Esta casa de la manada es como un palacio, y me gusta más que nuestra antigua casa —me dijo, con los ojos brillando de alegría y emoción.
Sonreí mientras le alborotaba el pelo.
—¿Podemos vivir aquí para siempre?
—preguntó con inocencia.
—Por supuesto, pequeñajo.
Este es tu hogar, y tú eres el príncipe y heredero de la manada Moonglow —le aseguré a mi hijo.
—Entonces, tienes que dejar de llamarme pequeñajo, porque un día me convertiré en el Rey Alfa —dijo, intentando hablar como un adulto.
—¡Oye, oye, niño travieso!
Ven aquí.
—Lo tomé en mis brazos y le hice cosquillas mientras se reía—.
Siempre serás mi pequeñajo, no importa cuántos años cumplas.
No lo olvides —dije suavemente mientras le besaba la mejilla.
Él soltó una risita.
—Vale, Mamá.
Ya déjame.
Me voy a morir de la risa —dijo, chillando entre carcajadas.
—Está bien, ¿ya desayunaste?
—pregunté, alisándole el pelo y besándole la coronilla.
Él sonrió, con la emoción bullendo en su voz.
—Papá me dio de desayunar hoy, directamente de su mano, y luego paseamos por el parque cercano mientras tú aún dormías.

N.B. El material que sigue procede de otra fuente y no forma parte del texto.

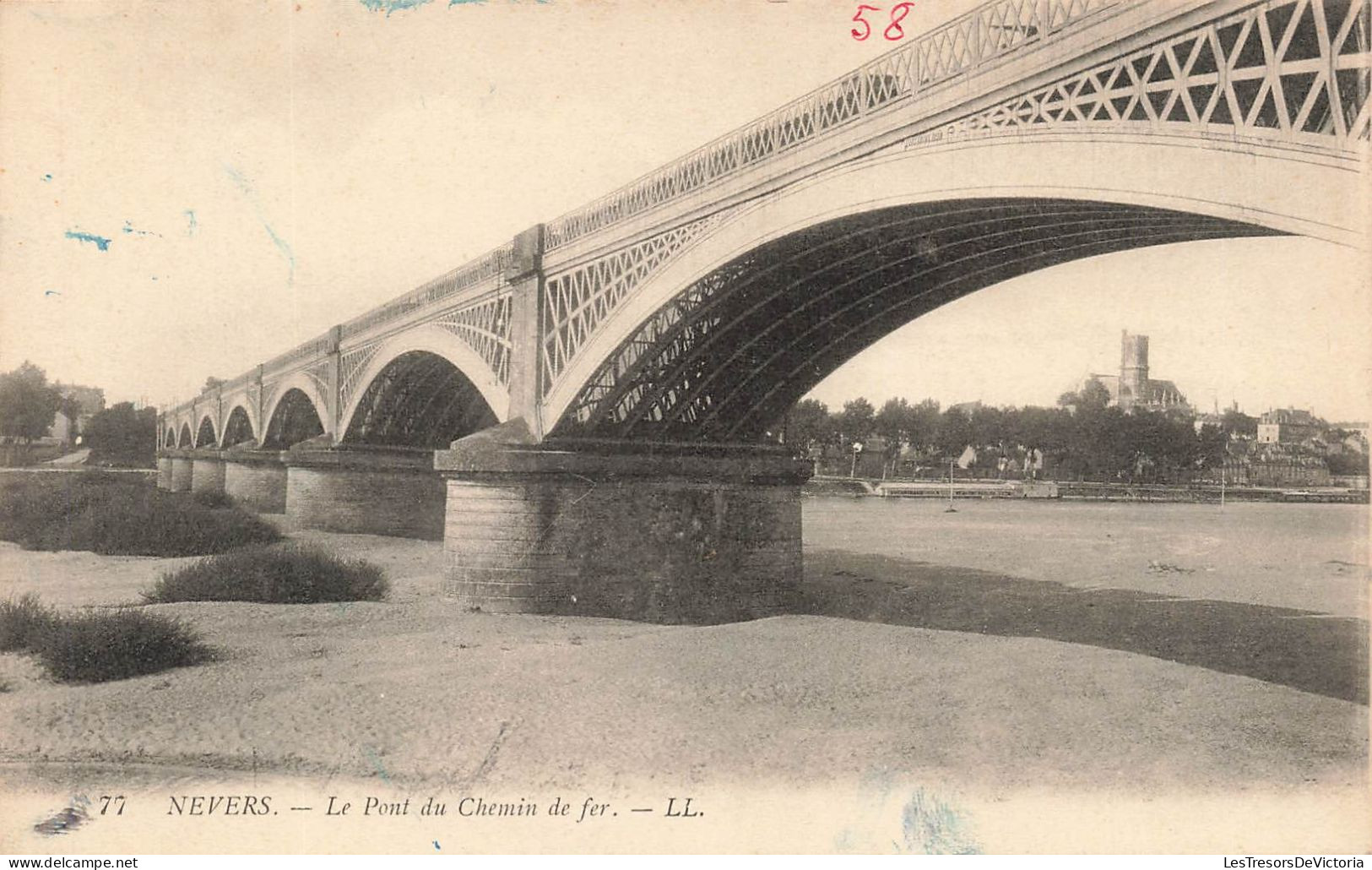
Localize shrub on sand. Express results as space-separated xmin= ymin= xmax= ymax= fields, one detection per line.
xmin=33 ymin=609 xmax=213 ymax=683
xmin=0 ymin=594 xmax=211 ymax=683
xmin=0 ymin=594 xmax=57 ymax=652
xmin=143 ymin=543 xmax=390 ymax=604
xmin=0 ymin=470 xmax=281 ymax=556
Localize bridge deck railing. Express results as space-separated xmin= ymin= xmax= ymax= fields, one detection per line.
xmin=546 ymin=0 xmax=1128 ymax=250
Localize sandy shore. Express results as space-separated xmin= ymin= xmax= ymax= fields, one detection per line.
xmin=0 ymin=524 xmax=1369 ymax=851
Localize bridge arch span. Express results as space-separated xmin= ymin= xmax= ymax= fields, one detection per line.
xmin=259 ymin=372 xmax=329 ymax=446
xmin=259 ymin=373 xmax=328 ymax=450
xmin=339 ymin=324 xmax=509 ymax=446
xmin=220 ymin=402 xmax=258 ymax=448
xmin=191 ymin=413 xmax=220 ymax=448
xmin=542 ymin=137 xmax=1364 ymax=440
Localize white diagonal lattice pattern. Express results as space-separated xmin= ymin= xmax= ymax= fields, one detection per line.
xmin=540 ymin=211 xmax=729 ymax=389
xmin=913 ymin=0 xmax=1372 ymax=141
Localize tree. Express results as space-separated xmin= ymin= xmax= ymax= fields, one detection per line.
xmin=873 ymin=398 xmax=915 ymax=444
xmin=85 ymin=402 xmax=158 ymax=465
xmin=909 ymin=400 xmax=939 ymax=449
xmin=935 ymin=408 xmax=972 ymax=459
xmin=0 ymin=360 xmax=62 ymax=444
xmin=838 ymin=397 xmax=876 ymax=443
xmin=786 ymin=400 xmax=832 ymax=453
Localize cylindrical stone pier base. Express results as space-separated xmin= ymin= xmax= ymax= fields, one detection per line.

Mis cejas se dispararon, formando un surco de perplejidad.
—¿Ha vuelto Papá?
—solté, una mezcla de sorpresa y confusión tiñendo mis palabras—.
Entonces, ¿por qué no vino a la habitación?
Austin asintió con entusiasmo, con los ojos chispeantes.
—Sí, ha vuelto, pero no quería interrumpir tu sueño reparador.
Dijo que anoche parecías agotada.
Una calidez se extendió por mi pecho ante su consideración.
Mi frío Alfa tenía un lado tierno.
—¿Dónde está tu papá ahora?
—inquirí, sintiéndome de repente incompleta sin él.
—Se fue a cumplir con sus deberes de la manada, pero me dijo que le avisara cuando te despertaras —explicó Austin, con la voz teñida de un atisbo de responsabilidad.
—De acuerdo, me voy a dar una ducha.
Para cuando termine, tu papá ya debería estar de vuelta —dije, plantándole un beso rápido en la frente.
Dicho esto, me desenredé de las sábanas y me dirigí al baño.
Durante todo el tiempo, intenté relajarme en un reconfortante baño caliente, pero mi mente no podía quitarse de encima el extraño sueño que había tenido antes.
Después de una ducha rápida, salí de la habitación, solo para ser recibida por las voces enternecedoras de mi pareja destinada y nuestro hijo.
Me detuve, tomándome un momento para saborear la escena de verlos juntos.
Zander nunca había parecido tan paciente y tierno como se veía ahora mientras hablaba con nuestro hijo.
La voz de Zander me devolvió a la realidad: —¿Por qué estás ahí parada mirándonos?
Inclinó la cabeza en mi dirección, y traté de no retorcerme bajo su intensa mirada, sintiendo como si me estuviera desnudando con sus penetrantes ojos azules.
—Estaban tan absortos en la conversación que pensé en no interrumpir —sonreí, caminando lentamente hacia la cama donde estaban sentados mis dos mundos.
—Nunca estamos demasiado ocupados para ti, mi amor —dijo Zander con voz ronca, y Austin soltó una risita, recordándonos que él también era parte de la conversación.
—Mamá, Papá y yo estábamos pensando qué hacer hoy.
Ayer, la tía Blair me dio un recorrido por toda la casa de la manada.
Fui al parque cercano con el tío Maddox, y ahora estoy aburrido —suspiró Austin, con una expresión de verdadero aburrimiento.
Zander y yo intercambiamos una mirada antes de estallar en carcajadas ante las adorables quejas de nuestro pequeñajo.